Blank cheque company merger creates cancer specialist Vincera

LifeSci Acquisition – a so-called ‘blank cheque’ company – has announced a $60 million merger with Vincera Pharma that will focus on developing cancer drugs.

The combined company will be called Vincera and will focus its initial energies on a clinical-stage PTEFb/CDK9 inhibitor and preclinical bioconjugation platform, both licensed from German group Bayer.

Vincera’s chief executive is Ahmed Hamdy – a founder of Acerta Pharma that was acquired by AstraZeneca in 2016 in a $7 billion deal focused on cancer drug Calquence (acalabrutinib).

He will be joined in the management team by Raquel Izumi, another Acerta founder who will serve as chief operating officer.

Blank cheque or ‘special purpose acquisition companies’ (SPACs) that are set up with investor funding to bolt-on an R&D pipeline are common in other industries, but relatively uncommon in life sciences.

This is the latest in a recent clutch of biotech SPACs. The first closed in late 2019, involving Chardan Healthcare Acquisition and BiomX, a microbiome specialist, and since then five others have been announced, including Vesper Healthcare Acquisition which was unveiled earlier this month and is being led by former Allergan chief executive Brent Saunders.

Supporters of the approach say it can provide a quicker route to a public market debut, something that can take months or years via the traditional route of waiting for an initial public offering (IPO).

The SPAC goes public itself, ahead of buying the companies or assets it wants to develop with the funds raised during that process.

LifeSci Acquisition raised $66 million in its IPO – which is now held in a trust account – and post-merger Vincera will have around $60 million to fund its clinical and preclinical development pipeline.
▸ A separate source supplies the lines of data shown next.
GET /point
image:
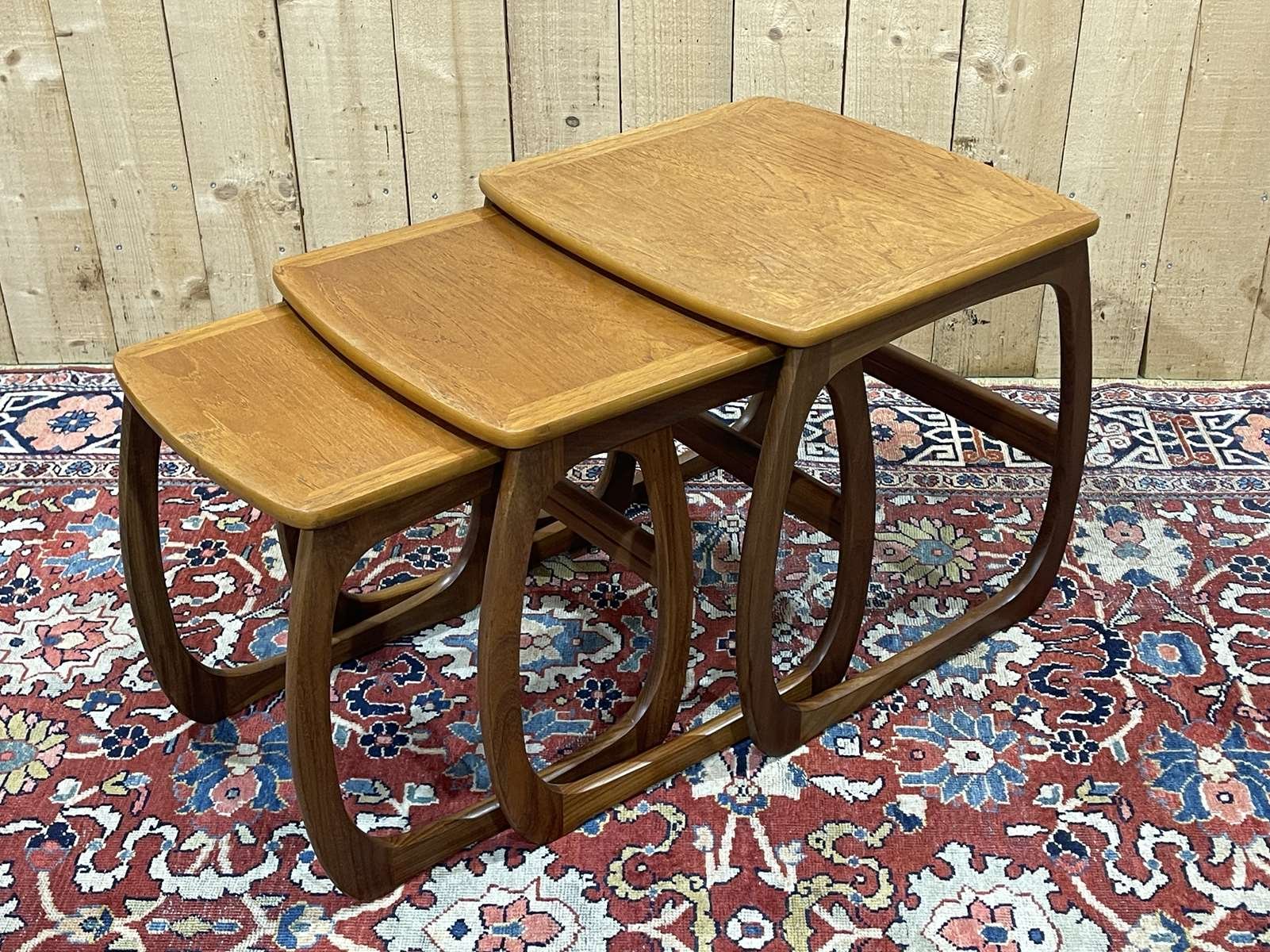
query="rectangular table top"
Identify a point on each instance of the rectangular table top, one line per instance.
(259, 404)
(783, 220)
(482, 323)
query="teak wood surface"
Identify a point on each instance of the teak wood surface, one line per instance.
(783, 220)
(281, 420)
(496, 332)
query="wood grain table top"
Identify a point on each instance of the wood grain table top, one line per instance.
(482, 323)
(783, 220)
(264, 408)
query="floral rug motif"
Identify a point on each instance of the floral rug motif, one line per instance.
(1095, 778)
It will be listed on the Nasdaq under the ticker symbol VINC.

Lead drug VIP152 has been tested in to phase 1 trials in diffuse large B-cell lymphoma (DLBCL), initially as an intravenous therapy but with an oral version in the discovery phase.

The drug has promising data in hand in diffuse large B cell lymphoma (DLBCL), a form of non-Hodgkin’s lymphoma (NHL), and will also be tested in acute myeloid leukaemia (AML) as well as solid tumours.

Blocking PTEFb leads to the depletion of mRNA coding for two well-established genes linked to cancer – MYC and MCL1 – which have traditionally been difficult to target with drug compounds.

Vincera claims VIP152 is the most selective inhibitor in the clinic, which could give it an advantage over rival drugs in the class coming through the industry pipeline from the likes of AstraZeneca (AZD4573), Merck & Co (dinaciclib), Tolero (alvocidib) and others.

The bioconjugation platform is headed by small-molecule drug conjugate VIP236 for solid tumours, and two antibody-drug conjugates – VIP943 and VIP924 – for haematological malignancies. Those are all in early preclinical development.

After closing, investors in Vincera will include Acuta Capital, RTW Investments, Surveyor Capital, Logos Capital, EcoR1 Capital, Perceptive Advisors, Boxer Capital, Monashee Investment Management, Altium Capital, and Affinity Asset Advisors.